We have often discussed the terrible tragedy of poverty. Without changing that perspective, there does appear to be at least somewhat of a silver lining in living a life under the strain of financial duress.
"Three do not see the face of Gehenom and these are they; [one suffering from] exacting poverty, intestinal disease and hareshut". Tosafot quotes two opinions as to the meaning of hareshut: the burden of foreign rule, which in Talmudic times refers to the oppressive decrees of the Romans; or the burden of creditors.
If we accept the latter interpretation, then the Talmud is noting an additional aspect of financial stress. It's bad enough to have little money, but to owe money on top of that can put people over the edge. We have all seen how excessive debt can destroy a person and do great harm to a nation. Foreign rule and debt are in many ways two sides of the same coin, having to deal with the pressure of outsiders controlling much of our life.
These three groups of people - representing those who have suffered through poverty, health issues or anti-Semitism - have experienced hell on earth and are spared "the face of Gehenom". If one is capable of having such a perspective - something that is much easier said than done - then one can fulfill the words of the Talmud, "For what purpose [are we told this]? So that one can accept them with love". While it would be better not to be subject to such love, one who is will benefit greatly from seeing the positive in such suffering.
The Talmud presents a possible fourth category of those who face hell on earth: "and some say, one who has a bad wife" . This is in keeping with the advice of King Solomon (with 700 wives and 300 concubines, he would know) that "I find more bitter than death the woman whose heart is snares and nets, and her hands as bands" (Kohelet 7:26). Having to live with someone, day in and day out, who is "bad" is a greater punishment than that of hell.

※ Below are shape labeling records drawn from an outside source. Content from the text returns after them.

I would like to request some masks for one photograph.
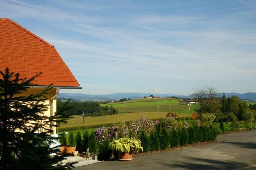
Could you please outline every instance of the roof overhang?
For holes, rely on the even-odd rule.
[[[26,86],[31,89],[44,89],[48,86]],[[76,86],[50,86],[54,89],[82,89],[82,87]]]

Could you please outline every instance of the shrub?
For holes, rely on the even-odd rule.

Yet not all agree that a bad wife prevents one from seeing Gehenom. As the Talmud explains, "it is a mitzvah to divorce an evil wife". G-d will spare those who suffer greatly in this world from Gehenom, but not if they can alleviate such suffering with their actions.
The views of those who argue that we should include the category of a bad wife counter that divorce may not always be a realistic option. This for two possible reasons: "sometimes the ketuva is great", meaning the alimony is so high that sadly, due to financial concerns, one is almost forced to stay in a terrible marriage. And if that is not a problem "perhaps also he had children with her and cannot divorce her".
While we know that children offer suffer if the parents are constantly fighting - and divorce is the proper, if tragic, response - it is much better if the parents can somehow cooperate to together raise the children in the best way possible. Even if that means personal suffering, one can look forward to the time when the children have moved out, and divorce is an option (maybe even a mitzvah). And one can take solace in the knowledge that they will be spared from the face of Gehenom.
Interestingly, the Talmud does not offer a response, implying that it accepts the notion that not all bad spouses can realistically be divorced, and that those married to one will be spared from Gehenom.
An eiruv joins items together. Mashechet Eiruvin details the methods by which we can have the people in the community be considered as one, and even how we can join people from nearby communities into one larger community. How tragic when people, instead of coming together, drift apart. Such is even worse than Gehenom.
 Presumably, this would be the same for one who has a "bad husband".